GameWatcher selects some game demo highlights in the Steam Detective Fest.
The Steam Detective Fest celebrates sleuthing in all its forms. Digital deduction, crime-solving capers, and ink-black investigations abound as we get discounts on the greatest examples of the sub-genre and demos for interesting new detective games coming to us in the near future.
We thought we’d take a look at what’s out there, and put across our case for some highlights among the many demos featured.
Steam Detective Fest Demo Highlights
Here are GameWatcher’s pick of demos for new and upcoming detective-themed games in the Steam Detective Fest. Some demos will only be available until the fest finishes on January 19, so try as many as you can before then!
The Enigma Cases
The co-op social experience has been thriving on PC in recent times, so solving crimes with your pals in Red Axe Games’ The Enigma Cases seems like it could be another winner.
Players will visit a variety of crime scenes, look for all the evidence they can find, and then decide what the outcome should be. There will be all sorts of investigating to do, too, with forensics, interrogations, and video evidence among the things you can collectively sort through to solve the crimes.
The Early Access release is due around Q2 2026.
The Granny Detective Society
The most famous silver-haired sleuth of all time is inarguably Agatha Christie’s Miss Marple, so it’s surprising that there aren’t more games based around an elderly female investigator.
Well, Team Empreintes’s The Granny Detective Society looks to (sort of) remedy that with a curious retired anthropomorphic mouse named Madeleine, who gets embroiled in neighborhood mysteries from the comfort of her office window.

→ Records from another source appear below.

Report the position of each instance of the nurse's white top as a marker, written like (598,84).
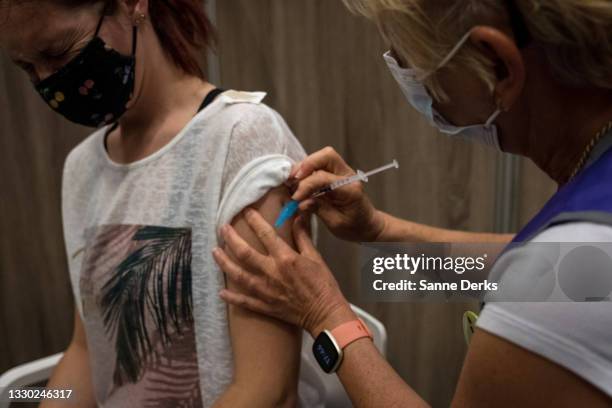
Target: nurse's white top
(139,238)
(575,335)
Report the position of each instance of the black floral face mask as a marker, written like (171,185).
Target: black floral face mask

The full game will be released in 2026.
Obsidian Moon
If there’s a kind of detective game I like most, it’s probably horror-themed ones, but throw in some noir as well and you have my full attention.
Lost Cabinet Games’ Obsidian Moon blends just those things in its text-based detective adventure that’s drenched in 1930s noir and cosmic horror dread.
The game sees players investigating 10 murder cases that are tied to a larger plot involving a sinister cult. Using 1930s tools, the cases can be examined via forensics, interrogation, criminal records, and more.
There’s no set release date at this time.
The Occultist
Yes, more occult-based investigations for you in the first-person narrative thriller The Occultist from Daloar and Daedalic Entertainment.
In The Occultist, we play as paranormal investigator Alan Rebels, who travels to the seemingly abandoned GodStone island in Britain insearch of his father. There he’ll come up against all manner of occult madness and encounter supernatural entities.
The Occultist is out in 2026.
The Big Hollow: 1982
Back to the more grounded, and unpleasant, world of serial killings, Krams Design is bringing a compact crime solver to the table this year with The Big Hollow: 1982.
In the demo, you get to play the first hour as Desmond, a student of criminal profiling at the FBI who must help solve a criminal case in a small community in the American South.
The developer describes it as a mixture of The Case of the Golden Idol and The Silence of the Lambs. The demo certainly has some of that flavour.
Dance, Dance Detective!
Not all detective games have to be po-faced, grim murder mysteries. So a detective game with a goofy premise is wholly welcome.
Enter Blue Tango Street’s Dance, Dance Detective! In this pixel art game, players are put into the dance shoes of an undercover sleuth posing as a dance teacher on a cruise ship that is filled with a wide array of daffy murder suspects.
The idea is that by creating specific choreographies, protagonist detective Dan Burning can deduce the murderer’s identity on the dance floor, as they waltz, tango, and cha-cha on the high seas.
The demo is a proof of concept, but it’s a very good one for establishing the style and tone of what could be a wonderfully daft adventure. Naturally, that means this is a way off from being a full game.